STIN300 Statistical Programming in R

Credits (ECTS):5

Course responsible:Torgeir Rhoden Hvidsten, Hilde Vinje

Campus / Online:Taught campus Ås

Teaching language:Engelsk, norsk

Limits of class size:150

Course frequency:Annually

Nominal workload:Lectures/exercises 60 hours. Individual studies 65 hours.

Teaching and exam period:This course starts in the January block. This course has teaching/evaluation in the January block

About this course

This is an intensive course where you will use the programming language R to apply your statistical skills to scientific data. If you have no prior experience with programming, be prepared to put in significant effort, see "Recommended prerequisites."

Course participants are usually Master’s or PhD students who have chosen a research topic. Use your own data if possible, or ask your supervisor for a dataset. If you haven’t chosen a research topic yet, we can help you find a dataset.

You will write a report in R Markdown, which will include data visualization and statistical analysis of your dataset. Your report will be fully reproducible and contain executable code. It will serve as a valuable starting point for your future work and facilitate discussions with, for example, a supervisor.

You can learn from free online textbooks, daily tutorial documents, and by asking effective questions in the Discussions section on Canvas.

We emphasize visualization, as well as structuring and manipulating tabular data. The course also covers: operators, variables, data types, and basic data structures, control structures such as loops and conditional statements, file and text processing and user-defined functions.

Learning outcome

Upon completion of the course the students should be capable of performing statistical analyses using a programming approach in R. The students should be able to visualize and manipulate data and make their own functions utilizing/modifying available functions in order to solve specific statistical problems.
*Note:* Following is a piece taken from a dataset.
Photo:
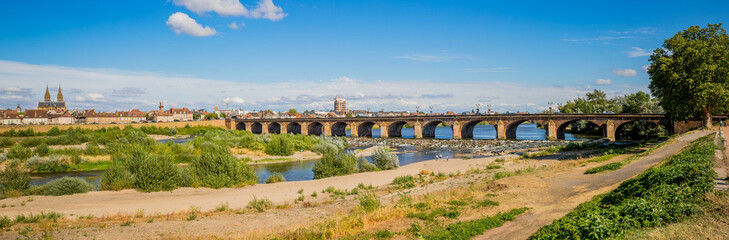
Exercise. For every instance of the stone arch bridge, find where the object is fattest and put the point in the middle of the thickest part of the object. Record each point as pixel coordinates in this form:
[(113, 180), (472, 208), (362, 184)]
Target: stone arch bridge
[(462, 125)]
The students should also be able to present the output from statistical analyses in an accessible and scientific form using text and graphics.

KNOWLEDGE: Students will acquire

  • an understanding of how programming can automate demanding statistical computations.
  • a working knowledge of concepts, syntax and conventions for describing, fitting and interpreting statistical models in R.

SKILLS: Students will be able to

  • interpret output from R's functions for statistical modelling, such as lm().
  • read in data from various file formats including Excel, comma-separated text, and FASTA.
  • develop their own functions which use existing functions, to solve nontrivial challenges more efficiently than by nonstructured programming.
  • present results of statistical analysis in a scientific, clear form through reproducible, executable reports which weave together expository text, program code, and output such as tables and graphics.
  • troubleshoot problems by locating errors, reproducing them on a small subset of the data, step through code line by line, etc.
  • orient themselves in documentation for R packages that implements statistical methods the student knows.

GENERAL COMPETENCES: Students will be well prepared to apply statistical methods in R on datasets they encounter in later studies and working life. This includes loading data into R, transforming it to a structure that the analysis function can use, run analyses with appropriate settings, and interpret and present the results in a form that is useful to the end user.

  • Learning activities

    Teachers are available in real-time plenary sessions the first half of each day, and students work on their own or in self-organized groups in the afternoon. Divide your attention between planning the report on your own data, and studying tutorials, textbooks and R documentation to acquire the necessary skillsets.

    The first two mornings will be an introduction and "live coding" together, so that everyone gets well acquainted with the programming tool RStudio. The format will then become more flexible throughout the course, with both lectures and instructional videos.

    You will get advice on how to formulate effective questions, which is a key skill because it 1) helps others help you and 2) helps you help you. This will be a recurring theme throughout the course.

  • Teaching support

    The Canvas course pages link to daily tutorial documents, various howtos and free online textbooks.

    Most R functions has extensive documentation and runnable examples. You will learn to navigate the R help system, walk yourself through the examples, and relate them to your own problems.

    Online forums such as Stack Overflow and various AI tools are a rich source of support. You will learn to search existing answers, and how to describe problems clearly enough that others can help.

    Ask questions in Discussions in Canvas. They will be answered, either there or in plenary discussion.

    Teachers are available every day until noon.

  • Prerequisites

    Statistics equivalent to C in STAT100. You are expected to be acquainted with simple linear regression and analysis of variance.

    You are expected to be familiar with your file system, your keyboard, your web browser and your computer.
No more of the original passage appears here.